Opponents of incorporating the proposed City of St. George gained a round of publicity this week with a rally of more than 250 people at St. Patrick Catholic Church.

But behind the headlines and unreported by the media was something supporters of St. George say they find disturbing — few of those in attendance were from St. George and the leadership of the group Together Baton Rouge seemed to be calling the shots.  The rally was organized by a group called “Better Together,” which wants to keep Baton Rouge and St. George together.  [Actually, St.

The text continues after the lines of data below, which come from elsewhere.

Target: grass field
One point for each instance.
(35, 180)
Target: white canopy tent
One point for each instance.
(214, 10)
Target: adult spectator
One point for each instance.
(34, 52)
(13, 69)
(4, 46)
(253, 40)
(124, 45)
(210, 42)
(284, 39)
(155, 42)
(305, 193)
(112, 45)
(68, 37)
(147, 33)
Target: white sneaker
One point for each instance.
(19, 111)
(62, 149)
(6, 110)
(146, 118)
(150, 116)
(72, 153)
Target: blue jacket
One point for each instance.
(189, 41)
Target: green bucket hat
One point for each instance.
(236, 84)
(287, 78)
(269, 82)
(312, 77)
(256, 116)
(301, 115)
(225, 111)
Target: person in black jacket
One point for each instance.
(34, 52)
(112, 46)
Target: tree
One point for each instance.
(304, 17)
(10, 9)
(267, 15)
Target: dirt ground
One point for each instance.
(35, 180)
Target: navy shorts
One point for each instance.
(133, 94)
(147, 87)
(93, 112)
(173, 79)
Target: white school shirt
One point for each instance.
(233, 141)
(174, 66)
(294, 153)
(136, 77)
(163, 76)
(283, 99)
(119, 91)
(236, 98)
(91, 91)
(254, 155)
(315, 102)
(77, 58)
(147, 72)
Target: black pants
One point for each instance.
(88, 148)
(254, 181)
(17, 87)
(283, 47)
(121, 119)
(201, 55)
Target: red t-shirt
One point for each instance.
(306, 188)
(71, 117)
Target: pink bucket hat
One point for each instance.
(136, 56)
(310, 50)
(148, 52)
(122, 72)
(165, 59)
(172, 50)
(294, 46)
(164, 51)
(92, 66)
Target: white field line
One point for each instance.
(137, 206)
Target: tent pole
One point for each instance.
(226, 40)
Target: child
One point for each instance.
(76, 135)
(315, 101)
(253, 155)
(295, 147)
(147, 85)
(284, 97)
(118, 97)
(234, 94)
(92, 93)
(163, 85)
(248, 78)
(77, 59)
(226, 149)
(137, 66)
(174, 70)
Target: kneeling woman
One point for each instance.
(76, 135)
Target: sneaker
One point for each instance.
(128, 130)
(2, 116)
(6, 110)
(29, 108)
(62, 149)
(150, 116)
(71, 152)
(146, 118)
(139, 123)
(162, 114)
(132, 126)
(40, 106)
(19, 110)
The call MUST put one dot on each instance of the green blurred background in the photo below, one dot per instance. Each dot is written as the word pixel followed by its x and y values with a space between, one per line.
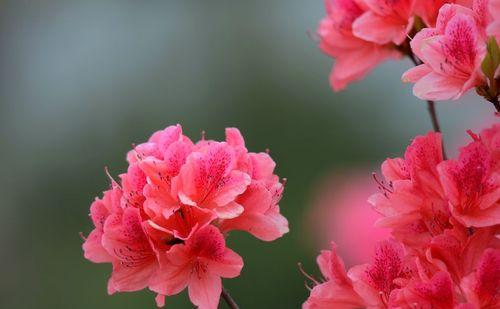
pixel 82 80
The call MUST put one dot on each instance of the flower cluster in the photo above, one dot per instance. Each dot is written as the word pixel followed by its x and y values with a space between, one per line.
pixel 163 226
pixel 445 221
pixel 453 43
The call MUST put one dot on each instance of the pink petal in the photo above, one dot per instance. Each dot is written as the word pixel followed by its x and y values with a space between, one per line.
pixel 229 211
pixel 416 73
pixel 234 137
pixel 93 249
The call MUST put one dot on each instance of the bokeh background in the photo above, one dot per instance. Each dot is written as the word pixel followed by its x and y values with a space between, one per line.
pixel 82 80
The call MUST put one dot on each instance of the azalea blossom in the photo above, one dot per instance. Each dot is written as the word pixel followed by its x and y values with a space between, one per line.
pixel 385 21
pixel 444 217
pixel 161 226
pixel 355 57
pixel 494 26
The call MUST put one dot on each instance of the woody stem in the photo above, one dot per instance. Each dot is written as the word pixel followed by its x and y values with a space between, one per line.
pixel 430 104
pixel 228 299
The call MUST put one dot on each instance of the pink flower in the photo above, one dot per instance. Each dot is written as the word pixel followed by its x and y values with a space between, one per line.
pixel 261 214
pixel 337 290
pixel 100 210
pixel 385 21
pixel 472 186
pixel 160 227
pixel 494 26
pixel 209 179
pixel 412 201
pixel 354 56
pixel 198 264
pixel 482 287
pixel 134 260
pixel 444 217
pixel 451 53
pixel 375 282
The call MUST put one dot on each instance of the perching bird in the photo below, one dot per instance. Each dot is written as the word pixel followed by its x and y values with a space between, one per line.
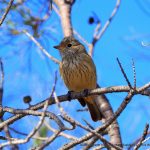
pixel 78 72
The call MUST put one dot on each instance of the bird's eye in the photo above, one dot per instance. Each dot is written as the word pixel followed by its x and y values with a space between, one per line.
pixel 69 45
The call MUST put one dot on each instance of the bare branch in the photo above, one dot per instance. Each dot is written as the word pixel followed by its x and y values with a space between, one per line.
pixel 6 12
pixel 70 137
pixel 72 121
pixel 102 31
pixel 137 146
pixel 75 95
pixel 50 140
pixel 41 48
pixel 124 74
pixel 134 73
pixel 21 141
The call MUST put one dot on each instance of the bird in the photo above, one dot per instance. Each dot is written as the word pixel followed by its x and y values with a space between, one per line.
pixel 78 72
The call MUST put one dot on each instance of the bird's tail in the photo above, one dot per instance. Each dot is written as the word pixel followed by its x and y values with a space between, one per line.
pixel 93 108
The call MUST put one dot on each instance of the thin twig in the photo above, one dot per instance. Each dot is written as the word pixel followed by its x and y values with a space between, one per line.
pixel 102 31
pixel 6 12
pixel 72 121
pixel 134 73
pixel 30 135
pixel 124 74
pixel 70 137
pixel 41 47
pixel 50 140
pixel 75 95
pixel 1 81
pixel 25 134
pixel 138 145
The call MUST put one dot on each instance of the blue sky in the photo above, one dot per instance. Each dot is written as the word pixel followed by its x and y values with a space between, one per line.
pixel 29 72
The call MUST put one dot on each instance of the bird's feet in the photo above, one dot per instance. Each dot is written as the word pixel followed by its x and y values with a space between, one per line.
pixel 86 92
pixel 69 95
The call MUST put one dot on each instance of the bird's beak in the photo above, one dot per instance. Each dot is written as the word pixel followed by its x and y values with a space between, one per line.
pixel 57 47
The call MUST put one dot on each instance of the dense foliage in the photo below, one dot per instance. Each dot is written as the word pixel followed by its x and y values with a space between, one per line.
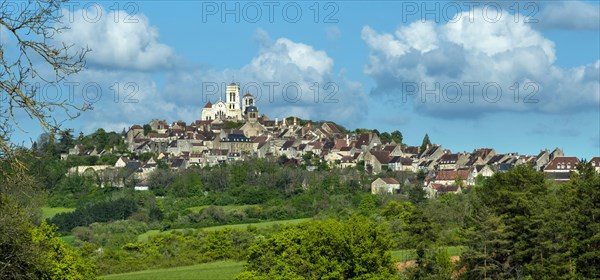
pixel 353 249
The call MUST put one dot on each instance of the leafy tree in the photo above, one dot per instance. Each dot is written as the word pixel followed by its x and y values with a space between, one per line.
pixel 186 185
pixel 354 249
pixel 32 34
pixel 30 252
pixel 66 141
pixel 147 129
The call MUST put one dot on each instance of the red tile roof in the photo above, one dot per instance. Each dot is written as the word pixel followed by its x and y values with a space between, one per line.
pixel 390 181
pixel 562 163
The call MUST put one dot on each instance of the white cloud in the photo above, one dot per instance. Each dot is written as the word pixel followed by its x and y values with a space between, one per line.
pixel 499 54
pixel 283 61
pixel 569 15
pixel 123 44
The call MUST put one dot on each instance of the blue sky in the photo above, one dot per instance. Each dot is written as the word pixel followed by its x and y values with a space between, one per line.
pixel 386 65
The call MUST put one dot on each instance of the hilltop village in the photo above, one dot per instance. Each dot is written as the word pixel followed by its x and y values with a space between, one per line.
pixel 235 130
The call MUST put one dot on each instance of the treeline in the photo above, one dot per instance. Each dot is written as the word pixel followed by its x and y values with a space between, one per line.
pixel 105 211
pixel 520 225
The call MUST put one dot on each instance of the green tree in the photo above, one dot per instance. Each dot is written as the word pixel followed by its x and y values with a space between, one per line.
pixel 30 252
pixel 354 249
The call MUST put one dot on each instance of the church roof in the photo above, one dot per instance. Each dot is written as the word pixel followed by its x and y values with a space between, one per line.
pixel 251 109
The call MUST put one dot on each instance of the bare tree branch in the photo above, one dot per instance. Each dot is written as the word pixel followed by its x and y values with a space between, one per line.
pixel 30 48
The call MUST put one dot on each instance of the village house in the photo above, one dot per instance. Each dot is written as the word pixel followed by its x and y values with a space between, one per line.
pixel 385 185
pixel 560 168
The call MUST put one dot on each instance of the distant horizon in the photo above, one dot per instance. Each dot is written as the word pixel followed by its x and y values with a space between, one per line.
pixel 519 77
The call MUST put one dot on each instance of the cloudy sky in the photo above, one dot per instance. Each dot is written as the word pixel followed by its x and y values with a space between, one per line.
pixel 515 76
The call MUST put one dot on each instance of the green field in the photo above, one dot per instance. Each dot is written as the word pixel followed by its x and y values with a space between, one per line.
pixel 213 271
pixel 49 212
pixel 261 225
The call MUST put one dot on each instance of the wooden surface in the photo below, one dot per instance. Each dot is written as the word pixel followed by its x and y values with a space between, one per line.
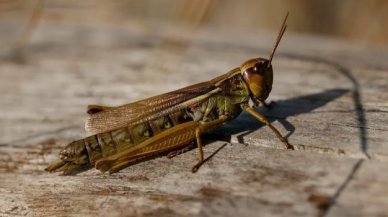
pixel 331 102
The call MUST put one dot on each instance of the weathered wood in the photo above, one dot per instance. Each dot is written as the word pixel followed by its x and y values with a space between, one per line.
pixel 331 102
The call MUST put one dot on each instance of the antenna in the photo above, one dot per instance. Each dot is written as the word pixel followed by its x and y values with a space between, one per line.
pixel 282 30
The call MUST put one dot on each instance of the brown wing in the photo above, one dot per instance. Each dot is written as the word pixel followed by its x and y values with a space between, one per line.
pixel 147 109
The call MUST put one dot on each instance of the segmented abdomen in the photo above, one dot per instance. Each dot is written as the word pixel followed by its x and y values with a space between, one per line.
pixel 109 143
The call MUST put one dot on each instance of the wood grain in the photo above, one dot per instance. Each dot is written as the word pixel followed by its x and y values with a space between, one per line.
pixel 331 102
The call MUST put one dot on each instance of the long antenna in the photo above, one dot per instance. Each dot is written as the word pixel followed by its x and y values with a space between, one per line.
pixel 282 30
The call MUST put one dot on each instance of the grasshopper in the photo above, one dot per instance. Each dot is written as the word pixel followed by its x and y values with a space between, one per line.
pixel 169 121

George is an unincorporated area, which is not part of the City of Baton Rouge.]

Together Baton Rouge was organized by the Industrial Areas Foundation, a group founded by Saul Alinsky to promote urban socialism.  Together Baton Rouge led efforts to promote the $180 million CATS tax.

Lionel Rainey III, a spokesman for St. George, said “Better Together” and “Together Baton Rouge” appear to be one and the same.  He said the leadership of Together Baton Rouge appeared to be running the meeting Tuesday night, and well known TBR activists were throughout the crowd.

Metro Council member Buddy Amoroso, who is neutral on incorporation, said he saw few of his constituents from St. George in attendance.  He noted that Brod Bagert of New Orleans was present.  Bagert is state organizer for the Industrial Areas Foundation.  He said Edgar Gage and Dianne Hanley were among the leaders of Together Baton Rouge in attendance.

Metro Council member Ryan Heck, who represents parts of St. George on the Metro Council, also attended the meeting.  He said he saw few of his constituents in attendance.

Rainey said, “This is mostly Together Baton Rouge supporters from other parts of the Baton Rouge area, and there were few residents of St. George.”

When a community is targeted by the Industrial Areas Foundation, it sends in a community organizer to get area churches and other organizations to buy into its agenda.

Prior to pushing for passage of the CATS tax, Bagert helped Together Baton Rouge organize mass meetings and generate media exposure in almost every major media outlet in the city. They said poor people were suffering and the reason very few people rode the bus was not enough buses and not enough routes.

A tax would be needed, Together Baton Rouge said, to increase the CATS budget from $12 million a year to $30 million.  A new tax, generating $180 million over 10 years was proposed for Baton Rouge, Baker, and Zachary.  Other parts of the parish, which had voted against a smaller tax two years before, were excluded from the vote.

Bagert organized churches in the inner city to get out the vote, and the tax narrowly passed in Baton Rouge and Baker.  The website of Together Baton Rouge, togetherbatonrouge.org, says in the “About” section that the group is part of the Industrial Areas Foundation. The Industrial Areas Foundation was organized by Saul Alinsky in 1940 and still follows many of his teachings on community organizing. Alinsky is famous for his book, Rules for Radicals: A Pragmatic Primer for Realistic Radicals.  It was published just before his death in 1971.

Rules for Radicals, which is in pdf form on-line, says the end justifies the means and advocates direct action to create conflict.

Alinsky said community organizers should use symbol construction to create unity.  He would draw on loyalty to a church or religious group to create an organization within which to function.  Alinsky said create unity by identifying a common enemy, usually a local politician or opposing group.  The next step is to destroy that person or group. The tactic is “Pick the target, freeze it, personalize it, and polarize it.”  Often those who disagree are labelled as “racists.”

One of Alinsky’s rules is “Power is not what you have but what the enemy thinks you have.”  Another is “Make the enemy live up to its own rules.”  Still another is “Ridicule is man’s most potent weapon.”  Alinsky focused on class warfare and knew that if he could make in-roads in the “middle class,” he could be victorious.